I didn't really give a shit about poor old Archibald. I wanted to keep Simon on track. 'It can be used as a weapon?'

He sighed and shook his head. 'It doesn't bear thinking about. Just fifty kilograms sprayed over a city the size of London would infect as many as a hundred and fifty thousand people, nearly a third of whom would be expected to die. And those are just the primary victims. That figure would be multiplied many times if infected people carried it to other cities or countries. Pneumonic plague spreads like wildfire, transported by respiratory droplets – a simple cough or sneeze will infect anyone within range. The trouble is, there are no effective environmental warning systems to detect plague bacilli, so you wouldn't know you'd been infected until symptoms appeared.'

I realized I still had my jacket on and semi-stood to take it off. 'How long does that take then – you know, the symptoms?'

'The time from exposure until development of first symptoms is normally between one and six days, but most often two to four.'

'So, what are we looking for?'

'Well, the first indication of an attack would most likely be a sudden outbreak of illness, presenting as severe pneumonia and sepsis. If there are only small numbers of cases, the possibility of them being plague may at first be overlooked, given the clinical similarity to other bacterial or viral pneumonias – and the fact that so few Western physicians have ever seen a case of pneumonic plague. It may be up to ten days before public-health authorities recognize what's happened, and by then, anyone infected will be dead.' He pulled up the sleeves of his cardigan. 'Using this form of plague as a biological weapon would be simply catastrophic.'

'If you were a terrorist, how would you use it?'

' Yersinia pestis can be grown in large quantities and, with just a little skill, could be quite easily disseminated. The agent would have to be milled into a very fine powder so it could be dispersed in aerosol form. A crop-sprayer could be used over a town or city, or individuals could disperse it using compressed oxygen bottles, maybe large hospital bottles in a vehicle, to pump the agent out as they drove round the streets. Then again, it could be hand-held – a smaller compressed oxygen bottle concealed in a rucksack, or even a conventional aerosol can. It really doesn't matter how – once it's delivered an infectious and invisible cloud would remain suspended in the atmosphere for up to an hour, waiting to be inhaled.'

Suzy pursed her lips. 'This powder, Simon, could it be transported in a bottle? And how big an area would, say, twelve full wine bottles contaminate?' She placed her wet gum on the edge of the table before standing up and going over to her handbag.

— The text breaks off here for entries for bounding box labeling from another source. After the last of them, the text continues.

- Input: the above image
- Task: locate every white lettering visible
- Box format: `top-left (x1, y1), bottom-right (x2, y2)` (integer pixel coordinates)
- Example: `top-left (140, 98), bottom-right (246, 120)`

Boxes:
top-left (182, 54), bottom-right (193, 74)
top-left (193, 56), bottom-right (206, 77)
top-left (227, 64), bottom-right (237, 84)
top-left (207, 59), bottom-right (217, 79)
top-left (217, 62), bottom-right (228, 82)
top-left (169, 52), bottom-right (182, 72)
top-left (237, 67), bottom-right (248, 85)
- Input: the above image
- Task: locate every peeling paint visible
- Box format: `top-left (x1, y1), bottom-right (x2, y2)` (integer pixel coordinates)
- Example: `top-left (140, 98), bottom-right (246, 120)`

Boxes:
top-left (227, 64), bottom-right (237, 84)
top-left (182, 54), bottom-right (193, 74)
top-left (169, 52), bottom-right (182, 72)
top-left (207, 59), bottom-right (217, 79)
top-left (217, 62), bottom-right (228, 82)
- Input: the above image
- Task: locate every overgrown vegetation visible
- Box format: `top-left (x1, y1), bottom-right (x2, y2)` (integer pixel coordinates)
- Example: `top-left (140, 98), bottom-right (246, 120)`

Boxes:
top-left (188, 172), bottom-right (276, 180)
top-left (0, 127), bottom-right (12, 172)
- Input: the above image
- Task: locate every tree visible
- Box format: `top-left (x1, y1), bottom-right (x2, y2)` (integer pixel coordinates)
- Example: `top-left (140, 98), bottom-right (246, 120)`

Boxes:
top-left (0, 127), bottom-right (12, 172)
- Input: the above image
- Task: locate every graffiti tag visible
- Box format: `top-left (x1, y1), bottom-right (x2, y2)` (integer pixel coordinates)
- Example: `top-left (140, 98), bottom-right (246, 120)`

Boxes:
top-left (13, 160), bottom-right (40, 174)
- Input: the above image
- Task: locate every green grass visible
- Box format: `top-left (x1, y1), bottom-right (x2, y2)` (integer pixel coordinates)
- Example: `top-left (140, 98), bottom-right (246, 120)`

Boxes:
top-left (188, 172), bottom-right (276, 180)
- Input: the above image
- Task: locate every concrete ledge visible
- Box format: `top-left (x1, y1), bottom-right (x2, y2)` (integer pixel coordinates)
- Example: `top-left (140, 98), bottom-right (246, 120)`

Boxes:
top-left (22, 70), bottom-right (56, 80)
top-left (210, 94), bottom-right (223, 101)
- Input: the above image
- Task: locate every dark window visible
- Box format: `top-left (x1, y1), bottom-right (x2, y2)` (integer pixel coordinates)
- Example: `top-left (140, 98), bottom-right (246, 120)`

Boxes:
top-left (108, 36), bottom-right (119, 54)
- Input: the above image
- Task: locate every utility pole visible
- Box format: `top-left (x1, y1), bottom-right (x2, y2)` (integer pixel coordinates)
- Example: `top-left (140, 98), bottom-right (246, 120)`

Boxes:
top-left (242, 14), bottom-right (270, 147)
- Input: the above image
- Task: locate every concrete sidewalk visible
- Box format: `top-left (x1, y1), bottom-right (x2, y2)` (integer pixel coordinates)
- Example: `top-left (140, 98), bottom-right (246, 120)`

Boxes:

Simon's eyes followed her. 'A bottle, yes, if it was well sealed.'

Suzy sat down with her cigarettes and lighter in her hand. He looked at me as she took out a Benson amp; Hedges, and the expression on his face told me the penny had dropped.

'That's why I'm here isn't it – some pestis has been discovered? Twelve seventy-five-centilitre bottles – nine litres. Where? What control measures are in place? Has the public health-'

Suzy interrupted him with the offer of a cigarette and, to my surprise, he took one.

'No, Simon, we don't know what control measures are in place. We're trying to find the stuff.' She glanced at me and I nodded as her disposable clicked into life. Considering where he was going after this, it didn't matter if he knew or not. She dragged in a lungful of smoke and handed him the lighter.